Novak Djokovic si è reso autore di una prima parte di stagione assolutamente incredibile, avendo portato a casa sia gli Australian Open che il Roland Garros. Questi due trionfi gli hanno permesso di issarsi a quota 19 titoli dello Slam, ad una sola lunghezza di distanza dagli eterni rivali Roger Federer e Rafael Nadal.

Dopo il successo a Parigi qualche settimana fa, si è acceso il dibattito sulle possibilità di Nole di realizzare il ‘Calendar Golden Slam’ (includendo nel novero anche le Olimpiadi di Tokyo). Il numero 1 del mondo sembra avere tutte le carte in regola per compiere un’impresa unica nella storia dell’Era Open.

Il 34enne di Belgrado va a caccia del suo sesto sigillo a Wimbledon, dove nel 2019 ha annullato un paio di match point in finale a sua maestà Roger Federer. In una recente intervista concessa al ‘Daily Mail’, il suo ex coach Boris Becker ha affermato che la vittoria di Djokovic a Church Road non è affatto scontata come suggeriscono alcuni.

Il tedesco ha elencato una serie di motivazioni a sostegno della sua tesi.

Becker non è così sicuro della vittoria di Novak Djokovic

“Novak Djokovic non vincerà Wimbledon passeggiando” – ha esordito Becker.

“Alcuni dei giocatori rimasti in tabellone vengono sottovalutati e Nole ha un altro avversario che non deve sottovalutare – la storia. Più lui si avvicina alla finale e alla conquista del suo 20° Major, più crescerà la pressione e non sarà facile mantenere la giusta stabilità mentale.

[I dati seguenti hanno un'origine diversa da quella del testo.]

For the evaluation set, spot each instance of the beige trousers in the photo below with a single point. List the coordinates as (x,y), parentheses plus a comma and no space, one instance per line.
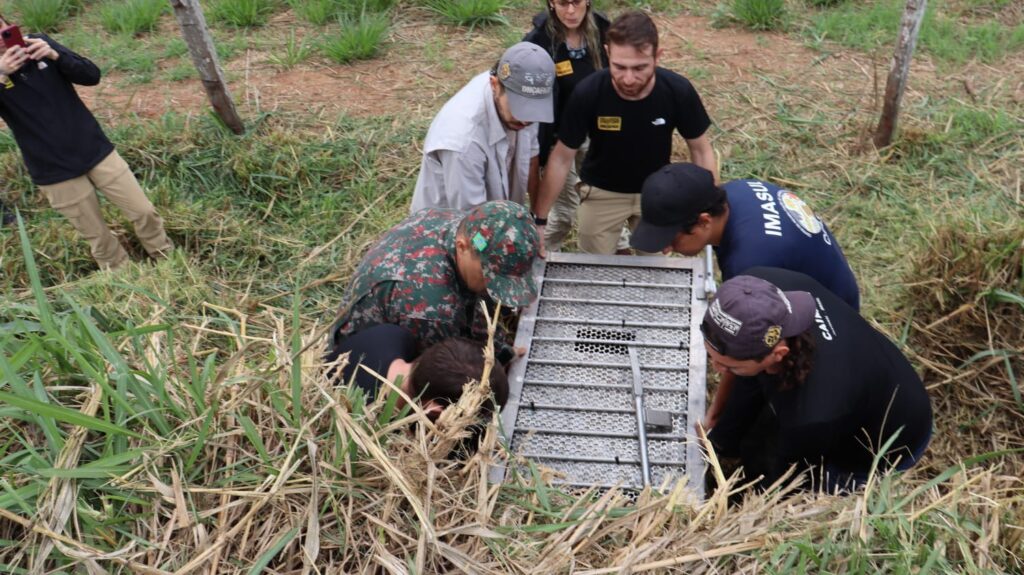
(602,215)
(562,215)
(76,200)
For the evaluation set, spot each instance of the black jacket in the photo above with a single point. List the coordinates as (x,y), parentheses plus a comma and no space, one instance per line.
(565,82)
(58,136)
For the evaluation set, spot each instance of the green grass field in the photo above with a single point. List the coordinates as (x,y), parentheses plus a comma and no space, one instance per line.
(171,418)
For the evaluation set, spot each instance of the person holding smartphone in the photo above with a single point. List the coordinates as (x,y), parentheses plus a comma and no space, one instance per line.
(66,151)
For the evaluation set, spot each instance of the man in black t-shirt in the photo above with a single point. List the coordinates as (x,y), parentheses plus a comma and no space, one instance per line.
(66,150)
(832,392)
(629,111)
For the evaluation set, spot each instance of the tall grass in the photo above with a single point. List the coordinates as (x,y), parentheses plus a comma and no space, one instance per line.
(324,11)
(470,13)
(317,11)
(357,37)
(292,52)
(131,16)
(242,13)
(947,36)
(42,15)
(759,14)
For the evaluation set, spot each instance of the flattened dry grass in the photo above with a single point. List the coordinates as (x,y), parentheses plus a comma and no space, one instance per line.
(174,419)
(247,459)
(966,321)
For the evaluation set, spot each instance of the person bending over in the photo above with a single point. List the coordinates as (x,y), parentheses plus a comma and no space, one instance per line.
(815,385)
(435,378)
(750,223)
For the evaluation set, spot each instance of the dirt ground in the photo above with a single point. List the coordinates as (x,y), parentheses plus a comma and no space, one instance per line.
(424,62)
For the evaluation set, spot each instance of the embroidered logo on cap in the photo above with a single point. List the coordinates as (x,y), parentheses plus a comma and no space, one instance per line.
(728,323)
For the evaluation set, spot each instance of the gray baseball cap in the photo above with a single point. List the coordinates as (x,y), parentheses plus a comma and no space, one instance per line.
(750,315)
(528,76)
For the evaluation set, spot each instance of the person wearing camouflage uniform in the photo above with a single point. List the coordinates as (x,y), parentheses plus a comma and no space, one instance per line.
(429,272)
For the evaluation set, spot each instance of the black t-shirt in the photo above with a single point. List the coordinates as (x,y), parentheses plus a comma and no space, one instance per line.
(860,392)
(629,140)
(58,137)
(570,69)
(374,348)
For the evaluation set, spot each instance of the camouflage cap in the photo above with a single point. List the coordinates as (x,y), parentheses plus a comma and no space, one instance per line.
(504,235)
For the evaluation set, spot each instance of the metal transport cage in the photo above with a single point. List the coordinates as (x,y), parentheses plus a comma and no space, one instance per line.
(613,374)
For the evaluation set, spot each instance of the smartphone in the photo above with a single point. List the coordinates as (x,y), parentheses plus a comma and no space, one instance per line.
(12,37)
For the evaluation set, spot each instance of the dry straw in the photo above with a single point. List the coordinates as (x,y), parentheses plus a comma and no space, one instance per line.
(351,488)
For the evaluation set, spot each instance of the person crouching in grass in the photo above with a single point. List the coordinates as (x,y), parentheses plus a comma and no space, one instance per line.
(815,385)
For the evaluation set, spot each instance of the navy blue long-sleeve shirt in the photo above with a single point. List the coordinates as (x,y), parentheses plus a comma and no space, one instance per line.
(58,137)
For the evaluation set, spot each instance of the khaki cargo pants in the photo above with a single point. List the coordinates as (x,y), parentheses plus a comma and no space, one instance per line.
(77,200)
(602,215)
(563,212)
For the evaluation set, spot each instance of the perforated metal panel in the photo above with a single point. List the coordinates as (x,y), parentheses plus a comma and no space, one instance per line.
(571,403)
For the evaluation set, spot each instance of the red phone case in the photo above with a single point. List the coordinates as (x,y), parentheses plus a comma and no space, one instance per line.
(12,37)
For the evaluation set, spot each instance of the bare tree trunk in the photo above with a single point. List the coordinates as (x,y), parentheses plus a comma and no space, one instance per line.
(913,14)
(204,55)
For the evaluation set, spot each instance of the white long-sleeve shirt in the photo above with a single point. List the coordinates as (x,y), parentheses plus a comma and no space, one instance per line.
(466,153)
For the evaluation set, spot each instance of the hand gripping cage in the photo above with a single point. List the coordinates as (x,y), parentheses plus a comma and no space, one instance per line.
(613,374)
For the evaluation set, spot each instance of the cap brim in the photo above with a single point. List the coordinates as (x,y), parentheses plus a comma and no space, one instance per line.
(531,109)
(511,291)
(803,313)
(650,237)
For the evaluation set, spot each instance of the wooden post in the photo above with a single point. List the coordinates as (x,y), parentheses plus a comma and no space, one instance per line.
(204,55)
(913,14)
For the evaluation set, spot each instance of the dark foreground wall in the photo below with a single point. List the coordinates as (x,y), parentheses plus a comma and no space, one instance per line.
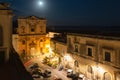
(14,69)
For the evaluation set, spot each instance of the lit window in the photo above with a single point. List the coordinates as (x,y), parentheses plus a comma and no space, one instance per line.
(76,48)
(107,56)
(32,30)
(1,36)
(23,42)
(90,52)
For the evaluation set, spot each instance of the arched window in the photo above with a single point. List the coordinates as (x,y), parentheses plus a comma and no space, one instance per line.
(1,36)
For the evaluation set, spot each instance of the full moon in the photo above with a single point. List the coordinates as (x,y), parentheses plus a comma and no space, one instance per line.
(40,3)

Djokovic non considera la vittoria di questo Wimbledon come una garanzia, ve lo assicuro, e nessun altro dovrebbe farlo” – ha aggiunto. Secondo Boris, alcuni esponenti della Next Gen meriterebbero maggiore considerazione dai fai e dagli addetti ai lavori.

“Penso che siamo ancora troppo presi da leggende come Roger Federer e Andy Murray, quindi spesso trascuriamo dei ragazzi veramente forti, che sono destinati a vincere gli Slam nei prossimi anni”. La corsa di Murray a Londra si è conclusa al terzo round per mano di Denis Shapovalov.